Re: Splitting a string into an array words

From:

"Daniel T." <daniel_t@earthlink.net>

Newsgroups:

comp.lang.c++

Date:

Fri, 21 Jul 2006 04:35:46 GMT

Message-ID:

<daniel_t-B6D82B.00354221072006@news.west.earthlink.net>

In article <VOVvg.128148$H71.111533@newssvr13.news.prodigy.com>,
Mark P <usenet@fall2005REMOVE.fastmailCAPS.fm> wrote:

   template <typename OutIt>
void tokenize( const string& str, OutIt os, const string& delims = " ")
{
   string::size_type start = str.find_first_not_of( delims );
   while ( start != string::npos ) {
      string::size_type end = str.find_first_of( delims, start );
      *os++ = str.substr( start, end - start );
      start = str.find_first_not_of( delims, end );
   }
}

Looks good. In my case it was a bit more complicated because I also
have an additional parameter for a comment character. When a comment
character is encountered at the beginning of a token, that token is
discarded and the loop breaks. (So in my original implementation there
were multiple breakpoints out of the loop, although I hastily trimmed
these before I posted my code, thereby leaving some unattractive vestiges.)

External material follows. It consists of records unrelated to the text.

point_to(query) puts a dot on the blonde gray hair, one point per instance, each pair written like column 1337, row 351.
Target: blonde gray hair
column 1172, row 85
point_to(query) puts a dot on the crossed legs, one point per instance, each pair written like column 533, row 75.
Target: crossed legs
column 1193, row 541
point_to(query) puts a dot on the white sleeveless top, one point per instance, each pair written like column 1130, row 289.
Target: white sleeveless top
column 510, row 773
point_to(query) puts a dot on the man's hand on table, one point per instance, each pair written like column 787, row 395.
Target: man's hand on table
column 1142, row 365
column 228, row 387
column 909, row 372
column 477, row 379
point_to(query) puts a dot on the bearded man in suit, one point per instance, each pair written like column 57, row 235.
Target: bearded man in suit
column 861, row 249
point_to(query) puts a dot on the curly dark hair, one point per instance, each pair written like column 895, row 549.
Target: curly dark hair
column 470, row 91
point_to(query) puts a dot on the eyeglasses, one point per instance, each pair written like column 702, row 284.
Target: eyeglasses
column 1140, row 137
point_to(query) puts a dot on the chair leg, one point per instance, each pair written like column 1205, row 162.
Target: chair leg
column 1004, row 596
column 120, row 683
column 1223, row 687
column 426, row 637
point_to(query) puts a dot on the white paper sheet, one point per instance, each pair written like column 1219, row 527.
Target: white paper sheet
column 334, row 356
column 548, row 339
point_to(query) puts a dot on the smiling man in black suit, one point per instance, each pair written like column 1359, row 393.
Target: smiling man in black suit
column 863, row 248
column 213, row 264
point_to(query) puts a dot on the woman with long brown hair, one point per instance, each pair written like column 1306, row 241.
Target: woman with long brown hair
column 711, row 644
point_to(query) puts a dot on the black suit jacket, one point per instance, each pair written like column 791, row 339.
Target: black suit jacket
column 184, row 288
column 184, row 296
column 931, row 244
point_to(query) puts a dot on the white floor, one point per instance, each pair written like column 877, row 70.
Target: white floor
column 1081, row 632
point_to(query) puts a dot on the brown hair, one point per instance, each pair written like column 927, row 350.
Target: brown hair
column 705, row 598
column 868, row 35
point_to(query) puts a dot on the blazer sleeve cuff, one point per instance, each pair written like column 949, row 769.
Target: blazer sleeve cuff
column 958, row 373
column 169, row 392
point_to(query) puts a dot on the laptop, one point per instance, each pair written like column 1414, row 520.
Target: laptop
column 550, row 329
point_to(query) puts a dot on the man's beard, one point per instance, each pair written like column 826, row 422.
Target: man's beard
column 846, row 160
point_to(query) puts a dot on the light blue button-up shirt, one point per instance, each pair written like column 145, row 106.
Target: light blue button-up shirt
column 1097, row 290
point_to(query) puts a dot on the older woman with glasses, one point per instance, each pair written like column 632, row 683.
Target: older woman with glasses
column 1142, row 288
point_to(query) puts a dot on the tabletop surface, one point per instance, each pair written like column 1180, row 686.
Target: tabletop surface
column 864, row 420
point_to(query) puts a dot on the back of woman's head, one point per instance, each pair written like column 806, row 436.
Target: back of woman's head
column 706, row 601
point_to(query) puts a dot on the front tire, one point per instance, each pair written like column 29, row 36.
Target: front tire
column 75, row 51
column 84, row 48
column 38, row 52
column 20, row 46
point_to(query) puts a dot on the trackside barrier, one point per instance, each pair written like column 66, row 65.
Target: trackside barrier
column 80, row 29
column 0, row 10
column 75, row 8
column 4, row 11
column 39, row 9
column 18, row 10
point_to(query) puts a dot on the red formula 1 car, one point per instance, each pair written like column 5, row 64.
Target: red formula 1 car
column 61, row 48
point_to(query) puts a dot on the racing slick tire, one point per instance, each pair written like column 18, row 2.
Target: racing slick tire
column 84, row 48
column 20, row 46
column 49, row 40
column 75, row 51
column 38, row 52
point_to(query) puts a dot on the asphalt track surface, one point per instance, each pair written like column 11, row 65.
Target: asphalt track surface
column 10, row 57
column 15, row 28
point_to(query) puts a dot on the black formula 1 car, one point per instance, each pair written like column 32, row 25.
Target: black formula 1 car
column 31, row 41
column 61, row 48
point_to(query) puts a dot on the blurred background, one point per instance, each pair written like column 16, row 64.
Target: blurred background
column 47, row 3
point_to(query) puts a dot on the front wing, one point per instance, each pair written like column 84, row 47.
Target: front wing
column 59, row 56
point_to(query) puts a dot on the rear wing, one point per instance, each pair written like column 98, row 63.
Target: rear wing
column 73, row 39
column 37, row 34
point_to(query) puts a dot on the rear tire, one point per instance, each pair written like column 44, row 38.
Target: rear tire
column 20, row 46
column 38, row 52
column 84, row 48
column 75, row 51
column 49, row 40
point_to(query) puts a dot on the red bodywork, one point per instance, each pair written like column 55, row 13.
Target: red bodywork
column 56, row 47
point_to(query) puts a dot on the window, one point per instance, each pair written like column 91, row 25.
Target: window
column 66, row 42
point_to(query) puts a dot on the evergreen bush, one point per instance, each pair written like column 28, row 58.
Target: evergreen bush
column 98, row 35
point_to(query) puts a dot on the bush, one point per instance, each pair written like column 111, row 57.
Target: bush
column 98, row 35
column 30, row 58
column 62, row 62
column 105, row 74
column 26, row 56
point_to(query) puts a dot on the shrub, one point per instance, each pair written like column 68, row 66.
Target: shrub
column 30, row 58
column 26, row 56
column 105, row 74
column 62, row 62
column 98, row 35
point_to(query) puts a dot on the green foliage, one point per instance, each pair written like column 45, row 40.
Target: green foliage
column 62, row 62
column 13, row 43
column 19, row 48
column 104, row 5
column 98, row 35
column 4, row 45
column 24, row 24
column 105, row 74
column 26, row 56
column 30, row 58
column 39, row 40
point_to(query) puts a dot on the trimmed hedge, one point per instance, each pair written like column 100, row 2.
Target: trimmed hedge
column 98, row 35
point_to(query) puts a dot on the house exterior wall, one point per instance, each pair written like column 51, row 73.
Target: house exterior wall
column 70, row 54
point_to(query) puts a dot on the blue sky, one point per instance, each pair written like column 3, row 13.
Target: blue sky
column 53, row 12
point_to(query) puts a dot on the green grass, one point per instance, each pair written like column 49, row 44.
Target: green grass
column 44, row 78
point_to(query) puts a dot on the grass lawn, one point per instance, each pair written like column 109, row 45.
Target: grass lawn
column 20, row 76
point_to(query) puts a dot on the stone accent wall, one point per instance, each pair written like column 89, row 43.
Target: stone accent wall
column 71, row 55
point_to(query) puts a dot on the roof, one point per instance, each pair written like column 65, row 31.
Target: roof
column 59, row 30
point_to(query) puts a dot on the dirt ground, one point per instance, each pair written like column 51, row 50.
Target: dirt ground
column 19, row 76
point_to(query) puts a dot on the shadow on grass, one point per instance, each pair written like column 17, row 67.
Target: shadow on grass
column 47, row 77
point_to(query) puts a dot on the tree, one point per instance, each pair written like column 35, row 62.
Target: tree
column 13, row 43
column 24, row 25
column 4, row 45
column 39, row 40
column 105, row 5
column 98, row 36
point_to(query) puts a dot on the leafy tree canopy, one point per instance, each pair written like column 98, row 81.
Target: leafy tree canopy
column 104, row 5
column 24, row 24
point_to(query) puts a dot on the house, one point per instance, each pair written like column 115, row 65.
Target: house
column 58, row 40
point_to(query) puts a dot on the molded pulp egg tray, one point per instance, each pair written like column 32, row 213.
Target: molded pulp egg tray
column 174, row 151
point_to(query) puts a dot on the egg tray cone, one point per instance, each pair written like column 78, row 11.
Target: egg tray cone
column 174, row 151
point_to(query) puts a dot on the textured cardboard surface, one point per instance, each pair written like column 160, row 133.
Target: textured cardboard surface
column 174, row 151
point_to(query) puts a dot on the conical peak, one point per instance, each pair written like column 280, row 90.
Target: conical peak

In any event, I appreciate your comments and don't mean to simply make
excuses and argue all of your points.

No problem. Your code was rather good in general, I only saw a few nits
to pick at.

The only significant hitch to my
adopting your cleaner implementation is that I really do need support
for the comment character break. Luckily this is just a bit of a little
file parser I use for testing, so I don't stress too much about these
details, but feel free to propose a svelte implementation that supports
a comment char. :)

If I understand what you mean then:

void tokenize( const string& str, OutIt os, const string& delims = " ",
               char comment = '\0' )
{
   string::size_type start = str.find_first_not_of( delims );
   while ( start != string::npos && start[0] != comment ) {
      string::size_type end = str.find_first_of( delims, start );
      *os++ = str.substr( start, end - start );
      start = str.find_first_not_of( delims, end );
   }
}

Of course you should probably change the defaults to whatever is most
common in your code...